LNH/PREVIEW: Betterman's Last Flight

Rob Rogers rrogers at uri.org
Fri Oct 12 19:35:42 PDT 2012


Betterman’s Last Flight
  by Rob Rogers

     He paused just before the entrance to Black's office,
feeling rather than hearing the editor's rough, nasal
staccato vibrating through the walls.

     He marveled, not for the first time, at how
quiet the building had become.  When Chet had begun
working at the paper (and how long ago was that, now?
Ten years?  Eleven?) it would have been all but impossible
for the average person to have picked out a single voice
in the newsroom.  The desks (and there had been desks in
those days, not cubicles) outside of Black's office had
swarmed with activity: reporters screaming into phones or
pecking frantically at keyboards or gathered beneath one
of the many overhead television screens, taking bets on
whether the mayor's son would be indicted or the
congressman's wife would stand beside him while he offered
his apology.

     These days the televisions were silent, and the
reporters -- the ones who weren't out on furlough or
swept up in the latest round of layoffs -- whispered
into their phones behind walls of fabric and scrambled
to keep the newspaper Web site stocked with fresh
content, the old 11 p.m. deadline another relic of the
glorious past.  Chet couldn't remember the last time
he'd heard someone in the newsroom laugh, or ask another
reporter how his weekend had gone.

     Other than Marie, of course.  Marie had always been
the exception.

     He knocked, once, on the door of Black's office
before letting it swing open, his six-four frame casting
a long dark shadow across the room.  Marie was sitting on
a gray couch that had survived three of Black's marriages
(and was rumored to have played a starring role in the
demise of at least one of them).  She didn't look up
as Chet entered.

     That, in itself, wasn't surprising.  Though they
were nominally friends -- and had occasionally worked
together on assignment, in the days when the newspaper
could afford that sort of thing -- Marie barely
registered Chet's comings and goings, even in the
shrunken newsroom.

     What shocked Chet was the slump in her shoulders, the
frayed spiral of her hair, the way she let Black ramble on
without bothering to insert a sarcastic remark.  Chet had
seen Marie Sioux exhausted, seen her damaged, physically and
mentally, seen her skating the ragged edges of despair.

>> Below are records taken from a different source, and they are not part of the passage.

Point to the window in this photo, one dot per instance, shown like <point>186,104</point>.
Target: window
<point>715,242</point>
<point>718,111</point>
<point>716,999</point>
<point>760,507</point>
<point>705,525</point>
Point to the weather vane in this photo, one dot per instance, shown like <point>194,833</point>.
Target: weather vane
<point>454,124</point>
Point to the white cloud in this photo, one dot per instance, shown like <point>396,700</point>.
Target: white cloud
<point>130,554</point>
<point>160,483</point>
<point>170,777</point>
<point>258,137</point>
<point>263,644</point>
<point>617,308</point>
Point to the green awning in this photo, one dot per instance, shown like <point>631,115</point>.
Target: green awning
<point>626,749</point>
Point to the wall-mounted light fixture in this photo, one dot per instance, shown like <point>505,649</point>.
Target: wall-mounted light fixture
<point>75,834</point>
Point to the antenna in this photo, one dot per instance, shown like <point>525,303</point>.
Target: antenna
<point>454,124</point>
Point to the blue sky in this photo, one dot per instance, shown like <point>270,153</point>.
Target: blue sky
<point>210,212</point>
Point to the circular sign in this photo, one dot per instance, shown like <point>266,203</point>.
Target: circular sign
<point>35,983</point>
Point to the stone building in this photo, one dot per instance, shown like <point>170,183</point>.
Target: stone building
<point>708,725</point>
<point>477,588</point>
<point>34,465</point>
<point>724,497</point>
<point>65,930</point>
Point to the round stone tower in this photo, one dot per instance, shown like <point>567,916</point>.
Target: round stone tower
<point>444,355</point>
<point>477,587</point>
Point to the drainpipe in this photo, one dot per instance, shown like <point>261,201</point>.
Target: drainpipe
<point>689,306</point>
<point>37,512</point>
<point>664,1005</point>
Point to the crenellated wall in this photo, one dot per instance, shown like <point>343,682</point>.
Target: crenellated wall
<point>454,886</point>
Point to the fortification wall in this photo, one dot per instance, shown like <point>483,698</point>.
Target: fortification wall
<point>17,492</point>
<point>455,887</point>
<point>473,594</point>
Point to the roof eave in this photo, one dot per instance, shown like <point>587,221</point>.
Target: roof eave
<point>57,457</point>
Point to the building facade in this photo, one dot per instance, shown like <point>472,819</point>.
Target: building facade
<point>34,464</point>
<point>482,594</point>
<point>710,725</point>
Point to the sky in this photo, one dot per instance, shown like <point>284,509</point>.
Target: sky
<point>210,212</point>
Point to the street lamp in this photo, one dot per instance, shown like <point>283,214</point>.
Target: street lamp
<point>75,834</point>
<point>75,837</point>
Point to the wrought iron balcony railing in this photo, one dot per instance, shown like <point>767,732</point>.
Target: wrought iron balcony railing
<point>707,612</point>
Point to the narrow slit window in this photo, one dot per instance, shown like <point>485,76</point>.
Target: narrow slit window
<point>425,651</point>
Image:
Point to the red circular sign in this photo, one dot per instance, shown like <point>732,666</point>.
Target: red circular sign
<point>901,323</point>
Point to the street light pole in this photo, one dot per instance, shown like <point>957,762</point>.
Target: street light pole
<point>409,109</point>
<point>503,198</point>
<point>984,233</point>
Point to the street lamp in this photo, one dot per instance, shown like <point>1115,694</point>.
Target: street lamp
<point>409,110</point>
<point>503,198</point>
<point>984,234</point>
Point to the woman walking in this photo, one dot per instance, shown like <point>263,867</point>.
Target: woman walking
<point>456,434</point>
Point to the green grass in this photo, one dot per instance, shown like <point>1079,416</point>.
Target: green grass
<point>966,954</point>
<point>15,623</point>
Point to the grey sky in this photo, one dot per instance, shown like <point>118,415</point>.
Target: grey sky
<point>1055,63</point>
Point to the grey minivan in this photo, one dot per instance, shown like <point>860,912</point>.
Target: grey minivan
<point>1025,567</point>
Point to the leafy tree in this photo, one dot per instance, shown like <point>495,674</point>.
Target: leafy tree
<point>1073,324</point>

     He had never before seen her look defeated.

     "The hell were you doing in that office, anyway?,"
barked Black, who had surely taken note of Marie's mood
but knew of no other way to deal with his reporters than
shouting them into compliance.

     "You knew the place was a likely target.  What in
the screaming blue blazes would you have done if the bomb
had gone off before the Feds got there?  Hell, what'd you
think _I_ would have done?  You seriously think our beloved
publisher would let me hire a replacement if anything
happened to you?

     "Aw, hell," Black said, reaching out -- almost --
to pat Marie on the shoulder before thinking better of
it.  "Whatever it was that kept him... I'm sure it was
damned important.  Right, Wiggins?"

     "It would have to have been," Chet said, his eyes
never leaving Marie.

     "There's a perfectly good reason," Black said,
grunting as he rose from his desk.  "Just like I'm sure
there's a good reason none of the stories we posted at
noon have shown up on the site.  Christ on a cross, the
company keeps us using computers from the '70s for forty
years, and now they suddenly expect us to put our
@#$%^! on the Web faster than some kid who was born
with an iPad in his hand..."

     Black stomped from the room, still cursing at no one
in particular, leaving Chet to stare at the top of Marie's
head.

     "You found the Front's headquarters," he said.

     "You went in before the cops could get there," he
added, when Marie had refused to move or speak or
acknowledge that anyone else was in the room.  "Before
anybody could be sure whether they really had the bomb
or not."

     "You..." he continued, but Marie cut him off.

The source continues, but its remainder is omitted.